Abdullah Abdurahman was a South African politician and physician, born in Wellington, South Africa. He was the first coloured city councillor of Cape Town, and leader of the anti-segregationist movement African Political Organization established in 1902.

Early life

Abdurahman was the son of relatively affluent Muslim Cape Malays, and his grandparents were black slaves who had bought their freedom. After receiving a "good" British education in Wellington and Cape Town where he attended the South African College Schools, he went to the University of Glasgow to study medicine in 1888, qualifying as a doctor in 1893. Upon returning to South Africa he set up a thriving private practice in Cape Town.

Local government career

In 1904 he was elected Cape Town's first coloured city councillor, a position he held almost uninterrupted until his death. As city councillor he worked to improve the conditions of the Cape Coloured community, especially within the field of education; he helped set up the first secondary schools for coloured people in Cape Town. From 1923 to 1937 he chaired the Council's Streets and Drainage Committee, which gave him an increasingly strong influence on local government. Aburahman was also the first coloured person to be elected to the Cape Provincial Council in 1914, a position he held until his death.

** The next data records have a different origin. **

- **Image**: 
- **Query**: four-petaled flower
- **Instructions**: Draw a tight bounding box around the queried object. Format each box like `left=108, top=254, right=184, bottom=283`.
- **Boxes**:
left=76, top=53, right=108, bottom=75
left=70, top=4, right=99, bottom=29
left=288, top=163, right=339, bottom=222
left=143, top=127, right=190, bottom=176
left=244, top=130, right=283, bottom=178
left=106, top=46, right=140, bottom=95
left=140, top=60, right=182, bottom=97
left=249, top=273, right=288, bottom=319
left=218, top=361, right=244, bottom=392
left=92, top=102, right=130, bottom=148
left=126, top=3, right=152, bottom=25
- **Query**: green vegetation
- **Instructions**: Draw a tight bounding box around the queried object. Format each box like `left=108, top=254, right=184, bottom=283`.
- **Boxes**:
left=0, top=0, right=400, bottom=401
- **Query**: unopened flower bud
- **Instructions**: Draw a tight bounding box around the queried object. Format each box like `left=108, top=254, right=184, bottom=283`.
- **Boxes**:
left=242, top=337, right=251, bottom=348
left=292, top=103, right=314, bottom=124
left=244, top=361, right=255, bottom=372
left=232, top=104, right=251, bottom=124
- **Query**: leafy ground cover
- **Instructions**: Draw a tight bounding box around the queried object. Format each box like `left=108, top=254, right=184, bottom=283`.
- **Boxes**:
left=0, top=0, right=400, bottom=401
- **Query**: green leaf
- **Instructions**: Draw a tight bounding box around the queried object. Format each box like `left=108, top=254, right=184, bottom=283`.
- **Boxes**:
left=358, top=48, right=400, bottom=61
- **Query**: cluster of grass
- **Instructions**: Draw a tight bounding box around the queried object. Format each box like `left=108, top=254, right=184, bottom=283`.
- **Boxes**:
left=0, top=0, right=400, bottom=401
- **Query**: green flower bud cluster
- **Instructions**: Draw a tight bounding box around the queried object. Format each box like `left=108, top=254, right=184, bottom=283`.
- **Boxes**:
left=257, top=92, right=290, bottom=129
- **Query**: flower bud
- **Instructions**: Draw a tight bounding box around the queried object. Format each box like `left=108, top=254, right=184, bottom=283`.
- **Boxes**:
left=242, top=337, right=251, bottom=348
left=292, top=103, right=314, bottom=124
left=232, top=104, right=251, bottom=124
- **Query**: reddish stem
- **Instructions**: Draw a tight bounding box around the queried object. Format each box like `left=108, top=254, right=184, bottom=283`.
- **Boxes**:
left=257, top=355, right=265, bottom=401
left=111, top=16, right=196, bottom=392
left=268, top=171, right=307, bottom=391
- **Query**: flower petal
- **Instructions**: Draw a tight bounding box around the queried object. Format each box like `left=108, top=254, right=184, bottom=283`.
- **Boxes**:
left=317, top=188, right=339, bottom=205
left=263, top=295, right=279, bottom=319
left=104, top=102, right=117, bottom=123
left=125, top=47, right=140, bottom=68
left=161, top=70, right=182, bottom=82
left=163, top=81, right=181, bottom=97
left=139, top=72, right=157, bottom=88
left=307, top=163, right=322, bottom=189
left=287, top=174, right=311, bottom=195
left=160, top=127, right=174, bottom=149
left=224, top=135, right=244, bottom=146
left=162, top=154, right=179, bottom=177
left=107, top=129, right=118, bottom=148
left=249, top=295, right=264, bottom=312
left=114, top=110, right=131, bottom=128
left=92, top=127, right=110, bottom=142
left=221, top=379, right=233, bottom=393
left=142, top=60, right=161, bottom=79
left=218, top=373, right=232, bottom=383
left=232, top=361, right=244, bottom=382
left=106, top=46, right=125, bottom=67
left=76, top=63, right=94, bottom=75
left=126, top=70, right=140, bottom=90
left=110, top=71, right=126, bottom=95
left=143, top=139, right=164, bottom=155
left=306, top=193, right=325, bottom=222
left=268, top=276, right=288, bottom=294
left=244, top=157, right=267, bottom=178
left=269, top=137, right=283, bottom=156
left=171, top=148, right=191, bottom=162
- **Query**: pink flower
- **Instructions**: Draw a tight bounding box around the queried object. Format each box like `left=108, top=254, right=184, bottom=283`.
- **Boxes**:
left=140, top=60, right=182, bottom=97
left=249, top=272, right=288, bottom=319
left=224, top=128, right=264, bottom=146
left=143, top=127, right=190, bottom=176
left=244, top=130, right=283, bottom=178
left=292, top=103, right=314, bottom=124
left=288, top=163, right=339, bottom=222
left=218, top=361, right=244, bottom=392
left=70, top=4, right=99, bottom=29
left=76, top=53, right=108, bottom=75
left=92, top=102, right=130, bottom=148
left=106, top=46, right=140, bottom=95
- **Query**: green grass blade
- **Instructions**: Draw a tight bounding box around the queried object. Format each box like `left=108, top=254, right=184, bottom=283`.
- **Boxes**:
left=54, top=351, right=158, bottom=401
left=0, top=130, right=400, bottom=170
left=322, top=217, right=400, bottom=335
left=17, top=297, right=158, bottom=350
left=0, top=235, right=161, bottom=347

African Political Organisation

The greatest political achievements, however, of Abdurahman’s political life, were connected to his involvement with the African Political Organisation. Elected president in 1905, his contribution to the party's success was so great that the party was often jokingly referred to as Abdurahman's Political Organisation. The party's goal was to fight the increasing racial oppression in the country, initially only on behalf of non-African coloured. Abdurahman unsuccessfully led two delegations to London to secure franchise rights for coloured before the creation of the Union of South Africa. Later, between 1927 and 1934, Abdurahman and his party would start working closer with black African political leaders, in an attempt to create a united front, but this came to little. By the late 1930s, other political parties, such as the more radical National Liberation League, had taken the initiative.

Death and legacy

On 2 February 1940, Abdurahman died of a cardiac arrest. His funeral was attended by over 30,000 people. After his death, the party he had built up went into rapid decline. His political legacy is a mixed one; modern, more radical commentators see him as overly accommodating to the white authorities, and as far as practical results are concerned, the achievements of his political career were limited. On the other hand, there is little doubt that he was the most powerful South African coloured politician of his time, and his popularity in the non-European community was immense, as was the respect he enjoyed with the white elite. In 1999, Nelson Mandela posthumously awarded Dr. Abdurahman the Order for Meritorious Service: Class 1 for his work against racial oppression.
Abdurahman was married twice: once to the British Helen Potter James, whom he met in Glasgow. They had two daughters, Waradea "Rosie" and Zainunnisa Gool, and divorced in 1923. His younger daughter from this marriage, Cissie, became an important political figure in her own right, as a municipal councillor in Cape Town. His second marriage was in 1925 to Margaret May Stansfield. She bore him one daughter Begum, and two sons, Abdul and Nizam.